調査結果によると、2014年の車載用電池世界市場は金額ベースで前年比13.7%増の4309億5000万円、容量ベースでは前年比24.4%増の7698MWhを見込む。
xEVのうち、これまで最も多く販売されてきたHEVはNi-MHを主に採用していた。今後も、HEVではNi-MHが継続して採用されていくと見られるが、LiBの性能向上や低価格化、電池に対する小型ニーズの高まりにより、HEV市場でもLiBの搭載比率が徐々に拡大していくと予測する。
また今後、これまでxEVに注力していなかった大手自動車メーカーが各国の燃費規制に対応した新モデルを次々に市場投入する見込み。特に、EV走行が可能で大幅な燃費改善効果が得られるPHEVへのニーズが拡大する見込みで、PHEV向け電池の成長率が高まると予測する。

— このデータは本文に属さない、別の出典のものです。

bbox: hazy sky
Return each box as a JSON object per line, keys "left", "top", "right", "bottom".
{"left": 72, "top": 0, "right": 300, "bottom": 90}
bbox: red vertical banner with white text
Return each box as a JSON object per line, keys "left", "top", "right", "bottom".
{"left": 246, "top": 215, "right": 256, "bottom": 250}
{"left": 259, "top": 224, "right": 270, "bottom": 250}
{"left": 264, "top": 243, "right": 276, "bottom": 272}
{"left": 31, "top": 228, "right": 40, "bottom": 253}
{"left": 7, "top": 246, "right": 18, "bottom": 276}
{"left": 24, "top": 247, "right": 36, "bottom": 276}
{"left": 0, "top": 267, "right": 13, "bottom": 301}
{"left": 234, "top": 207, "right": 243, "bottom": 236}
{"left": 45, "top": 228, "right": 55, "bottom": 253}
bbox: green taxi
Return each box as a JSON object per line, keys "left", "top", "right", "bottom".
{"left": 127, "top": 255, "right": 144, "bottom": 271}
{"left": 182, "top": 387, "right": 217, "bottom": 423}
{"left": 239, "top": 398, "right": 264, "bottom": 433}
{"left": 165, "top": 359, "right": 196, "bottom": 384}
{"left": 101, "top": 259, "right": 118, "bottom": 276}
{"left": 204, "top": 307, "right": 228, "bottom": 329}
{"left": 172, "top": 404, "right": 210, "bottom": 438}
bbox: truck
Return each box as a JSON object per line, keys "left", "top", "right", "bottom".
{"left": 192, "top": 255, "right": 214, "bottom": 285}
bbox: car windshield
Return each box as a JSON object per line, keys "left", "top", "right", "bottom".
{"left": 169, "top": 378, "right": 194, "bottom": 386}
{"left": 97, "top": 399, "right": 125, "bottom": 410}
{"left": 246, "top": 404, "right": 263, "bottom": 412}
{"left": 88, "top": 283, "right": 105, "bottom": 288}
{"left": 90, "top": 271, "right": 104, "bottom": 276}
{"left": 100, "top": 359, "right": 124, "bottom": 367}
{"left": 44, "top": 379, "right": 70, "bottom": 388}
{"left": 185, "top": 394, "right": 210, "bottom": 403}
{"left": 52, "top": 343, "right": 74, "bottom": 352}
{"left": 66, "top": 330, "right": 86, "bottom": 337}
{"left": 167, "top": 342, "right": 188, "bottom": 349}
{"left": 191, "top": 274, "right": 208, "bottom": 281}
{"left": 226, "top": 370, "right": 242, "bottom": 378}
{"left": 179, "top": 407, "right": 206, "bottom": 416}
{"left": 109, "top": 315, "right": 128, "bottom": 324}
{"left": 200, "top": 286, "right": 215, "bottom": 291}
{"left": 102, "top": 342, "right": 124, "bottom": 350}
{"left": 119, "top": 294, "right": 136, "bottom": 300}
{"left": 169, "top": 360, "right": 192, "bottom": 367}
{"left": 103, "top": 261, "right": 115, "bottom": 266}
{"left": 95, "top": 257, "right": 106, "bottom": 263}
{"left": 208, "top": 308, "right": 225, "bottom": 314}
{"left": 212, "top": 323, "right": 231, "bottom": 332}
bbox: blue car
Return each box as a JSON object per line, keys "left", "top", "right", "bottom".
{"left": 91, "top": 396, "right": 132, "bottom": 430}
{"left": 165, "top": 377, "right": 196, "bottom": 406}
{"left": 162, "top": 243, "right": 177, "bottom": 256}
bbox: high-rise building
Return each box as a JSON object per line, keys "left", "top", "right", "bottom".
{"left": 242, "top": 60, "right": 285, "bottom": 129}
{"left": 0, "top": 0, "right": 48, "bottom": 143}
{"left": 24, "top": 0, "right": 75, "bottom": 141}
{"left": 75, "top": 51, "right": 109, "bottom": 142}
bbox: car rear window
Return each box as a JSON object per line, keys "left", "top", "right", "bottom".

2020年に向け、日系自動車メーカーを中心にHEVの販売攻勢をさらに強めていくこと、米国や欧州自動車メーカーも消費者の環境保護に対する意識の高まりや厳しさを増す燃費規制と排ガス規制に対応するために電池容量の大きいPHEVやEVの新モデルを市場投入しつつある。
また、市場の主導権を握るため、LiBメーカーの新規顧客獲得に向けた取り組みも活発化しており、xEV需要の拡大を見据え、生産能力増強に走るLiBメーカーも目立っている。LiBの低コスト化が加速化し、電池性能も向上することでxEV市場の拡大が後押しされ、車載用電池市場も堅調に拡大し、2020年の車載用電池世界市場は金額ベースで1兆4949億5500万円、容量ベースでは5万9543MWhに成長すると予測する。